Application & Images
Applications
A01780-2 is guaranteed for ELISA, Flow Cytometry, IF, ICC, WB Boster Guarantee
Assay Dilutions Recommendation
The recommendations below provide a starting point for assay optimization. The actual working concentration varies and should be decided by the user.
Western blot, 0.25-0.5 μg/ml, Human, Mouse, Rat
Immunocytochemistry/Immunofluorescence, 5 μg/ml, Human
Flow Cytometry (Fixed), 1-3 μg/1x106 cells, Human
ELISA, 0.1-0.5 μg/ml, -
Positive Control
WB: human Hela whole cell, human 293T whole cell, human A375 whole cell, human PC-3 whole cell, rat PC-12 whole cell, rat NRK whole cell, mouse C2C12 whole cell, mouse 3T3-L1 whole cell
ICC/IF: Hela cell
FCM: Hela cell
Validation Images & Assay Conditions
Click image to see more details
Western blot analysis of FOXC2 using anti-FOXC2 antibody (A01780-2).
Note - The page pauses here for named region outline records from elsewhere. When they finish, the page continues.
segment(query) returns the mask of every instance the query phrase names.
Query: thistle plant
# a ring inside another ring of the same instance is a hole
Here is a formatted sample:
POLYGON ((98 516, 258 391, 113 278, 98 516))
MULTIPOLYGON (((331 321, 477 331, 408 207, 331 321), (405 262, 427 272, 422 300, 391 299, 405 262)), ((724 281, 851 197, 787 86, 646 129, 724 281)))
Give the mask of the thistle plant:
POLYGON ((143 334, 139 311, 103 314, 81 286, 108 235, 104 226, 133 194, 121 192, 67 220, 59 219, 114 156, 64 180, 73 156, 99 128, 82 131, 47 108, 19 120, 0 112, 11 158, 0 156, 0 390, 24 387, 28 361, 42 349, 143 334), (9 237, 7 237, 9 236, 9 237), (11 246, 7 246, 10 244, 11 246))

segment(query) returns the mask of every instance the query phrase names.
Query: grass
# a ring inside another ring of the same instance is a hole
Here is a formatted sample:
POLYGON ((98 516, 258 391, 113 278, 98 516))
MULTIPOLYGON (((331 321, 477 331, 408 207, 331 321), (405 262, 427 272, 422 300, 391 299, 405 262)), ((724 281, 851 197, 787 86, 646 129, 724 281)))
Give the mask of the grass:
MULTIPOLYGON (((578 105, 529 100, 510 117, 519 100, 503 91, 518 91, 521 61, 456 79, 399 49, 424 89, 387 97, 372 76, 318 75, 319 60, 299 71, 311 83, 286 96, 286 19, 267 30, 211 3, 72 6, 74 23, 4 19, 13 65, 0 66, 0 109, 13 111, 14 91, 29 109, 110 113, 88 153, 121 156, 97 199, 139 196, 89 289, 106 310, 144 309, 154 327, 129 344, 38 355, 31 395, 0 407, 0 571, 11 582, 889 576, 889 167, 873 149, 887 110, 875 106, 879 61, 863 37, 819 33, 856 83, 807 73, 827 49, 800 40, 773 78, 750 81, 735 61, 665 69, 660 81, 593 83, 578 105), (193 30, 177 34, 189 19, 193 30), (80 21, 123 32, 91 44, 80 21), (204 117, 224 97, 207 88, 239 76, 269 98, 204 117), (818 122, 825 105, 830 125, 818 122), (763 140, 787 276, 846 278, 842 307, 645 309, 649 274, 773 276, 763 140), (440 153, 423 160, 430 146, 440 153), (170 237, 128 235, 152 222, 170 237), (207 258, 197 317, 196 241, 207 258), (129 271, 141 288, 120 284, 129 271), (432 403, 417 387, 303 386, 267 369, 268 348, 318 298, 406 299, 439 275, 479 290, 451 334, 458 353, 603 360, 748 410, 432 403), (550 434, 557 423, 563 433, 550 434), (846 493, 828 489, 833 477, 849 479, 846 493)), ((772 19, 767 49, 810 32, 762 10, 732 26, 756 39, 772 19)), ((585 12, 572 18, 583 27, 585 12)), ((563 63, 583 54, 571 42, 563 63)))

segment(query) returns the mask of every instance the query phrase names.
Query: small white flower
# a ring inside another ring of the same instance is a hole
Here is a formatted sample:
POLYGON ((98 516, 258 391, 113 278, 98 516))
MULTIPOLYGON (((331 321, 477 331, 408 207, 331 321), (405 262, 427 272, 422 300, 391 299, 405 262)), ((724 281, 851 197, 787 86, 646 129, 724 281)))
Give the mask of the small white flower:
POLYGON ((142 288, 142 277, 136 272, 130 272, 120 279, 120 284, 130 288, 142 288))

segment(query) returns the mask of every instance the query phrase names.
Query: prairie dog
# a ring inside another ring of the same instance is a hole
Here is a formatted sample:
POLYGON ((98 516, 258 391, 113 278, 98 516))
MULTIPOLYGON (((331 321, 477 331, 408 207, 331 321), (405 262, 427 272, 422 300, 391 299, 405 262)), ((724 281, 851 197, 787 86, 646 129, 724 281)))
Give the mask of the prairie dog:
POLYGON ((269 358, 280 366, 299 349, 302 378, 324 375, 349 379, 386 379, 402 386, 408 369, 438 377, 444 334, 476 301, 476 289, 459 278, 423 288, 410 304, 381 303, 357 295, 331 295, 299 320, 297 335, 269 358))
Electrophoresis was performed on a 10% SDS-PAGE gel at 80V (Stacking gel) / 120V (Resolving gel) for 2 hours. The sample well of each lane was loaded with 30 ug of sample under reducing conditions.
Lane 1: human Hela whole cell lysates,
Lane 2: human 293T whole cell lysates,
Lane 3: human A375 whole cell lysates,
Lane 4: human PC-3 whole cell lysates,
Lane 5: rat PC-12 whole cell lysates,
Lane 6: rat NRK whole cell lysates,
Lane 7: mouse C2C12 whole cell lysates,
Lane 8: mouse 3T3-L1 whole cell lysates.
After electrophoresis, proteins were transferred to a nitrocellulose membrane at 150 mA for 50-90 minutes. Blocked the membrane with 5% non-fat milk/TBS for 1.5 hour at RT. The membrane was incubated with rabbit anti-FOXC2 antigen affinity purified polyclonal antibody (A01780-2) at 0.5 μg/mL overnight at 4°C, then washed with TBS-0.1%Tween 3 times with 5 minutes each and probed with a goat anti-rabbit IgG-HRP secondary antibody (Catalog # BA1054) at a dilution of 1:5000 for 1.5 hour at RT. The signal is developed using an ECL Plus Western Blotting Substrate (Catalog # AR1196-200) with Tanon 5200 system. A specific band was detected for FOXC2 at approximately 60 kDa. The expected band size for FOXC2 is at 54 kDa.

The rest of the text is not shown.